Assume exist $36$ distinct numbers with the requested property. Denote $a_{ij}$ the number situated at the intersection of the row $i$ and the column $j;\;i,j\in\{1,2,3,4,5,6\}$. Using the given conditions in the first row, we obtain: $\begin{cases}a_{11}+a_{12}+a_{13}+a_{14}+a_{15}\in\{2022,2023\}\\a_{12}+a_{13}+a_{14}+a_{15}+a_{16}\in\{2022,2023\}\\a_{11}\ne a_{16}\end{cases}\Longrightarrow a_{11}- a_{16}\in\{-1,+1\}\quad(1)$. Applying the same method in the last row, respectively in the first and the last column, we obtain: $a_{61}-a_{66}\in\{-1,+1\};\;a_{11}-a_{61}\in\{-1,+1\};\;a_{16}-a_{66}\in\{-1,+1\}\quad(2)$. WLOG, we can consider $\min\{a_{11},a_{16},a_{61},a_{66}\}=a_{11}$. From (1) and (2) results: $\begin{cases}a_{16}=a_{11}+1\\a_{61}=a_{11}+1\end{cases}\Longrightarrow a_{16}=a_{61}$, contradiction with the initial condition (the $36$ numbers are distinct). Hence: it is not possible to arrange $36$ distinct numbers with the requested property.

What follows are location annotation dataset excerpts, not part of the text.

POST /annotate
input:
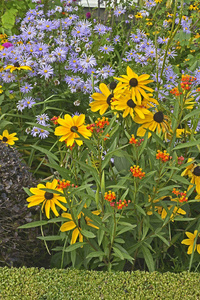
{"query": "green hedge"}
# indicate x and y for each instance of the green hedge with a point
(57, 284)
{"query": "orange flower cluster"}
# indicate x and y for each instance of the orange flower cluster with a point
(186, 81)
(135, 141)
(63, 184)
(164, 156)
(121, 204)
(181, 195)
(109, 196)
(137, 171)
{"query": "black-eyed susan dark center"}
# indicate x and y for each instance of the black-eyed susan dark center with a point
(113, 85)
(16, 65)
(196, 171)
(133, 82)
(158, 117)
(109, 99)
(130, 103)
(74, 128)
(48, 196)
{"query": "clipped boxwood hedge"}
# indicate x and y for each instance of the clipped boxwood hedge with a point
(54, 284)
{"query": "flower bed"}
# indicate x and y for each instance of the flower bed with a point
(106, 115)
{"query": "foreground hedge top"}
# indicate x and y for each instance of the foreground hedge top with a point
(55, 284)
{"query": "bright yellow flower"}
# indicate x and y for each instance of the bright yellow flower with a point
(48, 199)
(70, 127)
(136, 84)
(190, 242)
(153, 121)
(17, 66)
(129, 107)
(8, 138)
(102, 101)
(77, 229)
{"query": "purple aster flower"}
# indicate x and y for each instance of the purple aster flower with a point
(116, 39)
(35, 131)
(46, 71)
(87, 61)
(60, 54)
(42, 119)
(150, 3)
(171, 53)
(105, 72)
(106, 49)
(43, 134)
(100, 29)
(144, 13)
(29, 101)
(88, 15)
(119, 11)
(26, 88)
(7, 45)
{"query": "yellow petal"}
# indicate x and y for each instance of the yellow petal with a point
(75, 234)
(52, 205)
(104, 89)
(66, 215)
(47, 209)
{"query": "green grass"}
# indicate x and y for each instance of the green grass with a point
(54, 284)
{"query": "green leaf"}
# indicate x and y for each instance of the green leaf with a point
(162, 239)
(33, 224)
(148, 258)
(118, 253)
(95, 254)
(191, 114)
(45, 151)
(88, 234)
(1, 99)
(100, 235)
(74, 246)
(187, 145)
(58, 219)
(66, 174)
(8, 19)
(50, 238)
(4, 123)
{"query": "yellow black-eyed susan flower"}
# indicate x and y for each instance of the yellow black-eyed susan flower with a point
(136, 84)
(48, 199)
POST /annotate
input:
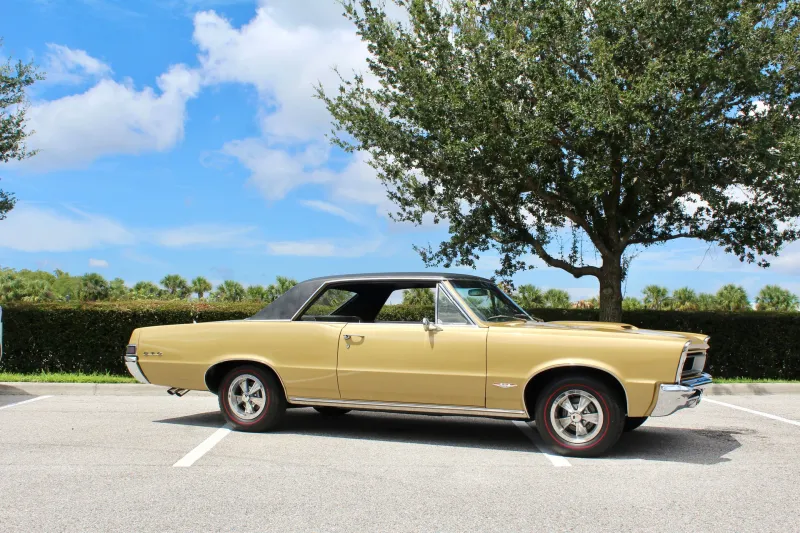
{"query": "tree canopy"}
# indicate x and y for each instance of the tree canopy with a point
(534, 127)
(15, 78)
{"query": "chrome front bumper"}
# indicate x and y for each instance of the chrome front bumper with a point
(132, 362)
(674, 397)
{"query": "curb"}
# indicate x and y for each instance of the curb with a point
(751, 389)
(86, 389)
(135, 389)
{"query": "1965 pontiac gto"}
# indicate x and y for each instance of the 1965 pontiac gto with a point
(323, 344)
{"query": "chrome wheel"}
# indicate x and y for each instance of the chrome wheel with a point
(576, 416)
(247, 397)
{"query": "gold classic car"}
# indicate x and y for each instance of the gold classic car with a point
(326, 344)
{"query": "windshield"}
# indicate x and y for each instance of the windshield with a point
(488, 302)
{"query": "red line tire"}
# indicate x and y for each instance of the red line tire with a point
(263, 410)
(588, 432)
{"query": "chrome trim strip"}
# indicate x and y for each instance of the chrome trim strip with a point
(682, 361)
(132, 362)
(413, 407)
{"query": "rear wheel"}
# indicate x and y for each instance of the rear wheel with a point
(579, 416)
(251, 399)
(633, 422)
(331, 411)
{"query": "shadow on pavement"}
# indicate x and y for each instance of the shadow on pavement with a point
(10, 394)
(678, 445)
(417, 429)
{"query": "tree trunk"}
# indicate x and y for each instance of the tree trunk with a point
(611, 289)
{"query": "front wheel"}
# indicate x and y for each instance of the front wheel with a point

No. Proof: BWOC, assume that such grid exists. We let it's corner be $a,b,c,d$ respectively. Notice that $a \neq b \neq c \neq d$, then $|a-b| = |b-c| = |c-d| = |d-a| = 1$. WLOG assume that $b=a+1, d=a-1$. Then by $|b-c| = |c-d| \implies b^2 - 2cb + c^2 = c^2 + d^2 - 2cd \implies b^2 - d^2 = 2c(b-d) \implies 4a = 2c(2a) \implies c=a$, contradiction. QED.